Ulnar nerve compression at the elbow is the second most common nerve entrapment syndrome in the upper extremity. Only carpal tunnel syndrome is seen more frequently. In the region of the elbow, the ulnar nerve passes through a fibromuscular tunnel, the cubital tunnel, as it enters the muscles of the forarm. Elbow flexion causes tightening of this tunnel, resulting in friction, traction and pressure on the ulnar nerve. Chronic compression in this area can cause debilitating symptoms.

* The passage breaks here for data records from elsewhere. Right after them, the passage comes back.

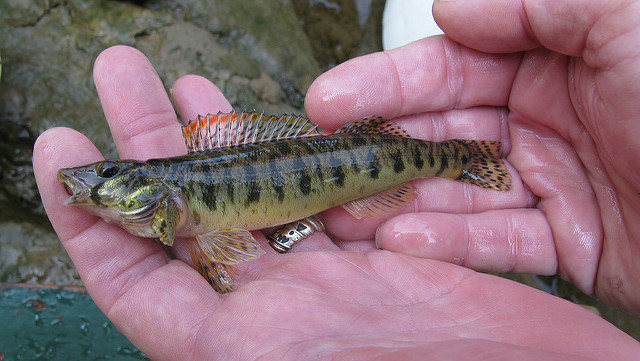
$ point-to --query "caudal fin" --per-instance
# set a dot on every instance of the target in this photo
(487, 167)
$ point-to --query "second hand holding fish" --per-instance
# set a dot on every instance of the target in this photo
(247, 171)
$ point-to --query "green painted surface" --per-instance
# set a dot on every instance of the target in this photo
(49, 323)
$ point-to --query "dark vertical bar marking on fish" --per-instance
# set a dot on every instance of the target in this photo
(209, 191)
(277, 182)
(253, 192)
(230, 191)
(418, 162)
(251, 185)
(338, 174)
(444, 163)
(304, 183)
(398, 163)
(283, 148)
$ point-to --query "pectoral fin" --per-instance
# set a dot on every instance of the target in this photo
(229, 245)
(166, 220)
(220, 276)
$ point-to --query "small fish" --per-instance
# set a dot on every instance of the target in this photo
(247, 171)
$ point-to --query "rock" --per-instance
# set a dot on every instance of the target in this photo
(48, 49)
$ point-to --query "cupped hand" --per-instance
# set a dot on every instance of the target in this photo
(558, 82)
(318, 301)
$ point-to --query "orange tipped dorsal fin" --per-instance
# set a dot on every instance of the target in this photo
(230, 129)
(373, 125)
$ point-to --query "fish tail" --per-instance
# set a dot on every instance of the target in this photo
(220, 276)
(487, 169)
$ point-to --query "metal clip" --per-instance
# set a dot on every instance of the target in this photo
(284, 238)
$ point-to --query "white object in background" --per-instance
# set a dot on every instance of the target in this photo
(404, 21)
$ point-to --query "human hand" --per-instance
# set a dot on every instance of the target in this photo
(317, 301)
(565, 104)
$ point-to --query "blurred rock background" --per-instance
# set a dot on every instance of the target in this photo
(262, 54)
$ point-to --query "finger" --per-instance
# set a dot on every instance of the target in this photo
(140, 116)
(509, 26)
(195, 95)
(444, 195)
(495, 241)
(435, 195)
(124, 274)
(108, 259)
(429, 75)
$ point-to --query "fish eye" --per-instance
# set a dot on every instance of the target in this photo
(107, 169)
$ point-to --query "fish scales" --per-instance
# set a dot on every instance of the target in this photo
(247, 171)
(255, 186)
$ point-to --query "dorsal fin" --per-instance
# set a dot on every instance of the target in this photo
(230, 129)
(373, 125)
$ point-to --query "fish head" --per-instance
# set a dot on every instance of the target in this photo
(121, 192)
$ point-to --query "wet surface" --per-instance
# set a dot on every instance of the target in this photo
(263, 55)
(51, 323)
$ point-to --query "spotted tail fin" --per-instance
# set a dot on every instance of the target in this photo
(487, 168)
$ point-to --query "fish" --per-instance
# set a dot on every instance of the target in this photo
(247, 171)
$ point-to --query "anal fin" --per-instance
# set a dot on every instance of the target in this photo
(382, 204)
(220, 276)
(229, 245)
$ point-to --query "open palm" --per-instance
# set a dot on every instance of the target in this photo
(568, 117)
(332, 299)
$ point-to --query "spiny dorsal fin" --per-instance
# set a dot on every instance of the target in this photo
(230, 129)
(382, 204)
(373, 125)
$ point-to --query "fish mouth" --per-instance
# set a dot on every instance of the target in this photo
(77, 188)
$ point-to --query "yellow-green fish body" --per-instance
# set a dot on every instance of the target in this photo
(245, 171)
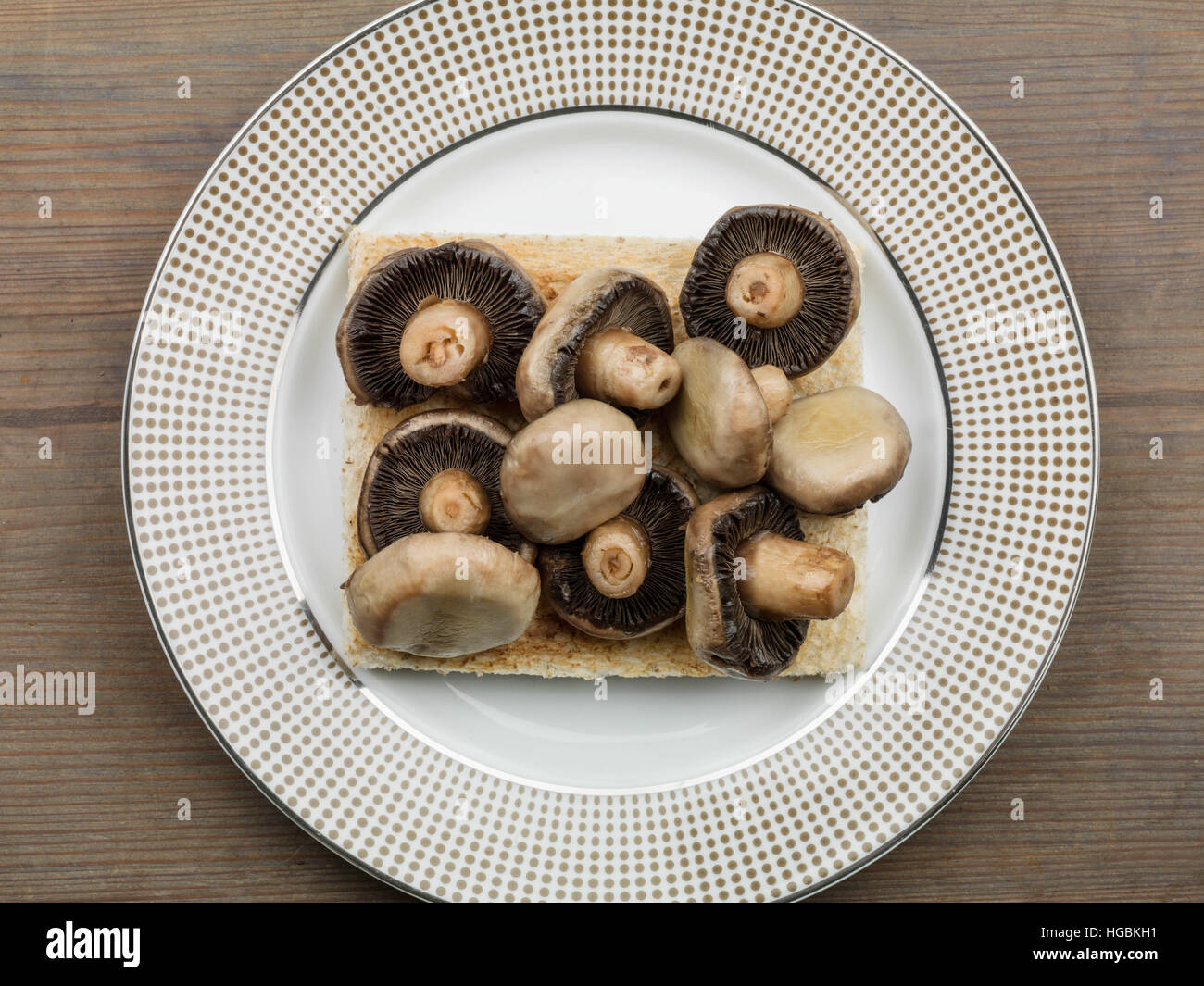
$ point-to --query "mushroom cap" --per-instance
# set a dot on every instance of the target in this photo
(823, 260)
(834, 450)
(662, 509)
(593, 303)
(571, 469)
(470, 271)
(420, 448)
(719, 420)
(444, 595)
(721, 629)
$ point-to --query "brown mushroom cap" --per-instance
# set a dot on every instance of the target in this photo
(417, 280)
(723, 628)
(832, 452)
(719, 420)
(591, 304)
(421, 453)
(661, 512)
(571, 469)
(746, 260)
(444, 595)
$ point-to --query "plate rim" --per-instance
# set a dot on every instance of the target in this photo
(865, 673)
(1088, 524)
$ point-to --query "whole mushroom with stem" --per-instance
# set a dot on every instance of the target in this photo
(458, 315)
(721, 421)
(576, 468)
(608, 337)
(753, 583)
(626, 578)
(442, 595)
(835, 450)
(437, 471)
(777, 284)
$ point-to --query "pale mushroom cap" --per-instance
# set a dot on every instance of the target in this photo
(593, 301)
(834, 450)
(571, 469)
(444, 595)
(719, 420)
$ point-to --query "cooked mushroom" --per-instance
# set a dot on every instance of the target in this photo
(627, 577)
(753, 583)
(442, 595)
(608, 336)
(424, 318)
(834, 450)
(719, 420)
(437, 472)
(775, 283)
(571, 469)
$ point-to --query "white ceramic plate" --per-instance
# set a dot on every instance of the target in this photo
(633, 119)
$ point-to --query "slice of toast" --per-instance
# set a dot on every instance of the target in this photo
(550, 648)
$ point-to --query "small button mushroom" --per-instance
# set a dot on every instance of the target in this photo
(454, 501)
(766, 291)
(719, 421)
(778, 284)
(571, 469)
(436, 472)
(753, 583)
(832, 452)
(442, 595)
(619, 368)
(617, 555)
(627, 577)
(425, 318)
(444, 342)
(607, 337)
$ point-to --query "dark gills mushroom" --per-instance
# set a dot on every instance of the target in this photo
(754, 583)
(778, 284)
(626, 578)
(608, 336)
(437, 472)
(425, 318)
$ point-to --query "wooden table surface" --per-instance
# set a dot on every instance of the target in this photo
(1111, 780)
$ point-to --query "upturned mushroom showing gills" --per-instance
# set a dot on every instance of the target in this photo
(571, 469)
(778, 284)
(608, 336)
(442, 595)
(626, 578)
(426, 318)
(753, 583)
(437, 472)
(832, 452)
(719, 420)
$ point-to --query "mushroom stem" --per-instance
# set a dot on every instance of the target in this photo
(786, 580)
(775, 389)
(618, 366)
(444, 342)
(454, 501)
(766, 291)
(615, 556)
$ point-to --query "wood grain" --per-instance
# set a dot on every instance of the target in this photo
(1111, 780)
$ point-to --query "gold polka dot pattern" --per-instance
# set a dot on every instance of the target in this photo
(251, 243)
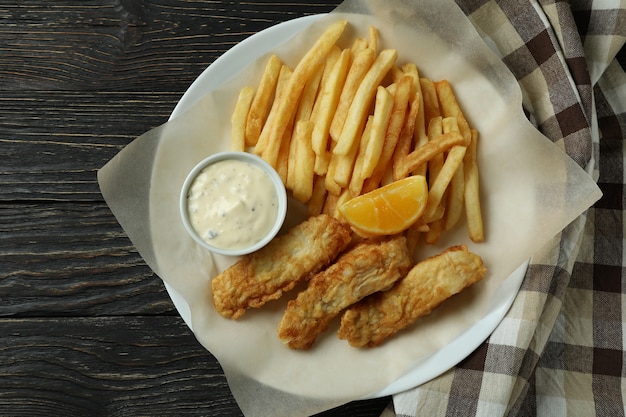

Patients often complain of numbness or “pins and needles” sensations involving the small and ring fingers as well as aching of the forearm and elbow. There may also be weakness of the hand resulting in clumsiness, although this is less commonly found. Electrodiagnostic studies (nerve conduction velocities or NCV) are frequently useful for confirming the diagnosis of ulnar nerve entrapment.
Initial treatment in mild or moderate cases can be conservative. The patient is educated about avoiding arm positions that increase compression of the nerve such as prolonged flexion of the elbow. In more severe cases surgery can be considered. Surgical options in general consist of simple decompression of the nerve (excising constricting bands such as the medial intermuscular septum and opening the cubital tunnel) or repositioning the ulnar nerve to a less vulnerable location (nerve transposition). Each technique has specific advantages and disadvantages which one’s surgeon can discuss. Both are highly successful at relieving the symptoms of nerve entrapment.